Genèse de l'oeuvre
Le 17 juillet 1794, 16 des 19 Carmélites de Compiègne sont guillotinées. Soeur Marie de l'Incarnation, absente le jour de l'arrestation, écrit une relation de leur martyre. En 1937, Gertrud von Le Fort publie une nouvelle intitulée La Dernière à l'échafaud (Die Letzte am Schafott): elle a notamment créé le personnage fictif de Blanche de la Force, une jeune novice fragile et remplie de peurs.
Juste après la IIème Guerre Mondiale, le p. Bruckberger op décide de porter la nouvelle à l'écran, compose le scénario et demande à Georges Bernanos d'écrire les dialogues; mais, le texte ne lui convenant pas, il le met de côté. Retrouvé un an après la mort de Bernanos, le texte est publié sous le titre Dialogues des Carmélites, en 1949. Il est ensuite créé au théâtre où il obtient un grand succès à partir de 1952.
Enfin, le texte est adapté pour l'opéra et Poulenc compose la musique: l'opéra est créé en 1957 et son succès est constant depuis.
En 1960, le p. Bruckberger donnera finalement un film intitulé le Dialogue des Carmélites mais le texte de Bernanos n'y figure pas. C'est en 1983 que le réalisateur Pierre Cardinal adapte le texte à l'écran dans un téléfilm.

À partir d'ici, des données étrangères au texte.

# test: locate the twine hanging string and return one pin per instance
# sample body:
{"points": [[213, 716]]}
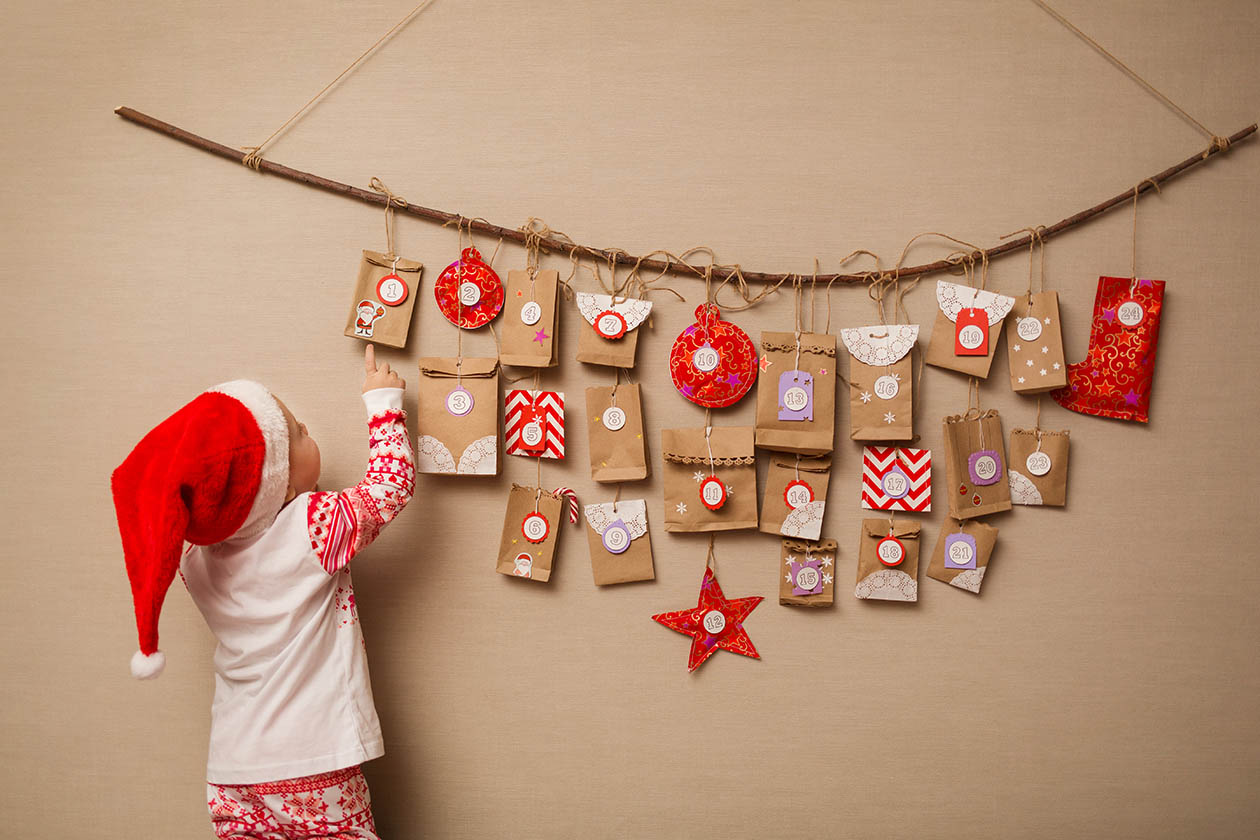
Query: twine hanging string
{"points": [[1217, 141], [253, 154]]}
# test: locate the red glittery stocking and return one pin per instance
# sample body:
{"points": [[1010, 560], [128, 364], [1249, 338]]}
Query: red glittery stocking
{"points": [[1114, 380]]}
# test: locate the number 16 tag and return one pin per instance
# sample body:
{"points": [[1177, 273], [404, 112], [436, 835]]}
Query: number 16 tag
{"points": [[972, 333]]}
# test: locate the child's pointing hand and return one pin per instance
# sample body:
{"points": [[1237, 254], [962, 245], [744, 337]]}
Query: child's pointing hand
{"points": [[374, 377]]}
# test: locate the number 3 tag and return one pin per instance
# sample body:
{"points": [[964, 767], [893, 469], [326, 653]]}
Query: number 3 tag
{"points": [[972, 333]]}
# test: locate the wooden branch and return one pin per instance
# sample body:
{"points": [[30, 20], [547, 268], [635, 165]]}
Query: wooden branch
{"points": [[513, 234]]}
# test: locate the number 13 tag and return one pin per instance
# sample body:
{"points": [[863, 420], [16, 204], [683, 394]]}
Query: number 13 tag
{"points": [[972, 333]]}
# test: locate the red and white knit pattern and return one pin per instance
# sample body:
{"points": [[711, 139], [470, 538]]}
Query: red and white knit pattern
{"points": [[342, 524], [329, 805]]}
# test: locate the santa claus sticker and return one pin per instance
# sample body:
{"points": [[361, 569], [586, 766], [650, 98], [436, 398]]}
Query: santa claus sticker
{"points": [[367, 314]]}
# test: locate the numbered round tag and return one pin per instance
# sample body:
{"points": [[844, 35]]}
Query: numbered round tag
{"points": [[1028, 329], [470, 294], [706, 359], [886, 387], [534, 528], [984, 466], [391, 290], [616, 538], [795, 399], [532, 435], [610, 325], [808, 577], [531, 312], [1130, 314], [715, 622], [798, 494], [614, 418], [459, 402], [1038, 464], [890, 550], [960, 552], [895, 482], [712, 493]]}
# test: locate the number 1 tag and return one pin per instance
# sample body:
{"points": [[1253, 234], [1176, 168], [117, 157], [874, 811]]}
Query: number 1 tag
{"points": [[972, 333]]}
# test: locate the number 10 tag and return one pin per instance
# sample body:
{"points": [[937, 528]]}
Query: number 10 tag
{"points": [[972, 333]]}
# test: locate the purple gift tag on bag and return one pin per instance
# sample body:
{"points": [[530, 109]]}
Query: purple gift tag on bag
{"points": [[796, 396]]}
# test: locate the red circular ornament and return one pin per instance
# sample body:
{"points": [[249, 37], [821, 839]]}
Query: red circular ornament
{"points": [[713, 363], [610, 325], [712, 493], [392, 290], [478, 283]]}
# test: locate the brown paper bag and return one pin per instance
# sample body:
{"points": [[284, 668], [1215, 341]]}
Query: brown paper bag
{"points": [[611, 331], [452, 436], [688, 467], [1035, 346], [372, 316], [808, 427], [807, 573], [519, 556], [795, 495], [618, 452], [973, 557], [974, 454], [529, 320], [1028, 459], [620, 545], [877, 581], [953, 299], [881, 380]]}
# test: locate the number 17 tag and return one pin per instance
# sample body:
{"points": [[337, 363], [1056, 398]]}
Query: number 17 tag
{"points": [[972, 333]]}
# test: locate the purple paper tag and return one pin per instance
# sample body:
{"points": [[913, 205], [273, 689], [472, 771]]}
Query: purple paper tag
{"points": [[960, 552], [984, 467], [796, 396], [616, 538], [895, 482]]}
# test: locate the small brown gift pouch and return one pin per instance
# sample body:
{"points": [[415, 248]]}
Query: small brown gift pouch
{"points": [[620, 545], [795, 495], [881, 382], [529, 319], [949, 344], [975, 467], [796, 393], [888, 561], [384, 295], [963, 553], [711, 479], [618, 447], [807, 573], [1035, 348], [531, 528], [458, 421], [611, 331], [1038, 467]]}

En 2016, la compagnie du Théâtre de l'Arc-en-Ciel a monté la pièce: http://revuelimite.fr/theatre-dialogue-des-carmelites-les-kamikazes-peuvent-aller-se-rhabiller
Téléfilm de Pierre Cardinal (1984) : https://www.youtube.com/watch?v=ztpITmvVbDc (excellent - cf fiche http://www.imdb.com/title/tt0299755/)
Film de Philippe Agostini et du père Raymond Leopold Bruckberger (1960) : https://www.youtube.com/watch?v=aKzH_sZSQ4Q (déconseillé: ni la beauté du texte, ni le déroulé de l'histoire ne sont respectés)
Voir Poulenc : Dialogues des Carmélites (1953 / 1957)
Les bienheureuses Carmélites de Compiègne (17 juillet): http://www.lecarmel.org/saints/bienheureux-et-bienheureuses/carmelites-de-compiegne~.html
Résumé détaillé de l'œuvre de Bernanos
Premier tableau - Paris, Hôtel de la Force, avril 1789.
Le Chevalier de la Force, devant son père le Marquis, s'inquiète (scène 1) pour sa jeune soeur Blanche, qui n'est pas revenue d'une sortie en carrosse. Le Marquis est veuf depuis quinze ans, lorsque sa femme est décédée en donnant naissance à Blanche. Lorsque la jeune fille finit par arriver (scène 2), un petit incident révèle son caractère craintif (scène 3). Cependant, la jeune fille annonce à son père sa volonté d'entrer au Carmel (scène 4).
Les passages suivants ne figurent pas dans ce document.